Il terrorismo spinge
la Francia a destra

Regionali in Francia: secondo gli exit poll Front National è il primo partito, boom di preferenze per le due Le Pen. Front National al 29,5%, seguito dai Républicains di Nicolas Sarkozy con il 27% e dai socialisti con il 23%

Primo turno di elezioni regionali a tre settimane dagli attentati terroristici che hanno provocato la morte di 130 persone a Parigi.

 

Il Front National ottiene il 28,89, L’Union de la Droite – cioè i Repubblicani, le liste dell’ex presidente Nicolas Sarkozy di destra e centro unite – il 26,86% e i socialisti dell’attuale presidente François Hollande il 23,04.

 

Il Front National risulta in testa in sei regioni su tredici: in particolare nella regione Nord-Pas-de-Calais-Picardia Marine Le Pen prende il 40,64; Marion Maréchal Le Pen, candidata in Provenza-Alpi-Costa Azzurra, otterrebbe invece il 41,26% a scrutinio ancora in corso; avanti anche lo stratega del partito, Florian Philippot, candidato in Alsazia-Champagne-Ardenne-Lorena, al 36,06%.

 

French National Front party political rally in Nice

 

I socialisti sarebbero in vantaggio in Aquitania e Bretagna;

la destra di Sarkozy in Normandia, Paesi della Loira, e Alvernia-Rodano-Alpi;

in Corsica si registrerebbe un sostanziale pareggio tra quattro liste regionali.

 

Accedono ai ballottaggi i partiti che al primo turno ottengono oltre il 10% dei suffragi.
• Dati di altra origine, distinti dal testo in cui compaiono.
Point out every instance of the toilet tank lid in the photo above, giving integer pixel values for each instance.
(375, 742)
In seguito, il partito che ottiene la maggioranza al ballottaggio avrà in Consiglio regionale un quarto dei seggi più un bonus riguardante la sua percentuale. Il rimanente dei seggi viene poi ripartito tra i partiti oltre il 5%.

 

Paura matita

 

Il primo a prendere la parola è stato Nicolas Sarkozy, che ha commentato il deludente risultato elettorale dei Républicains: secondo l’ex presidente il voto, un «verdetto netto», dimostra che i francesi sono «esasperati», che la Francia ha troppo «indietreggiato e lo ha fatto soprattutto in questi ultimi quattro anni. E chiedono che non arretri più».

 

In ogni caso Sarkozy ha escluso ogni alleanza (con la sinistra per contrastare l’ultradestra), o ritiro dai ballottaggi, in vista del secondo turno in programma domenica prossima: «Né fusione» con i socialisti, «né ritiro, i Républicains rappresentano l’unica alternativa possibile nelle regioni che potrebbero altrimenti passare al Front National».

 

Il Partito socialista, invece, ha scelto di ritirare i suoi candidati dal secondo turno in Provenza-Alpi-Costa Azzurra e in Piccardia-Nord-Pas-de-Calais nella speranza di bloccare l’avanzata delle due candidate Le Pen. Lo ha annunciato il segretario socialista, Jean-Christophe Cambadélis.

 

Il portavoce del governo: la sinistra resta la prima forza

Il portavoce del governo francese, Stephane Le Foll, ha invece affermato che la somma dei voti della sinistra è maggioritaria, nonostante il Partito socialista risulti solo la terza forza politica. «Il totale della sinistra, della quale si dice sia in difficoltà, deve superare il 36%, il che ne fa la prima forza di Francia», ha spiegato a Tf1. Le Foll ha quindi fatto appello all’«unità della sinistra» per il secondo turno.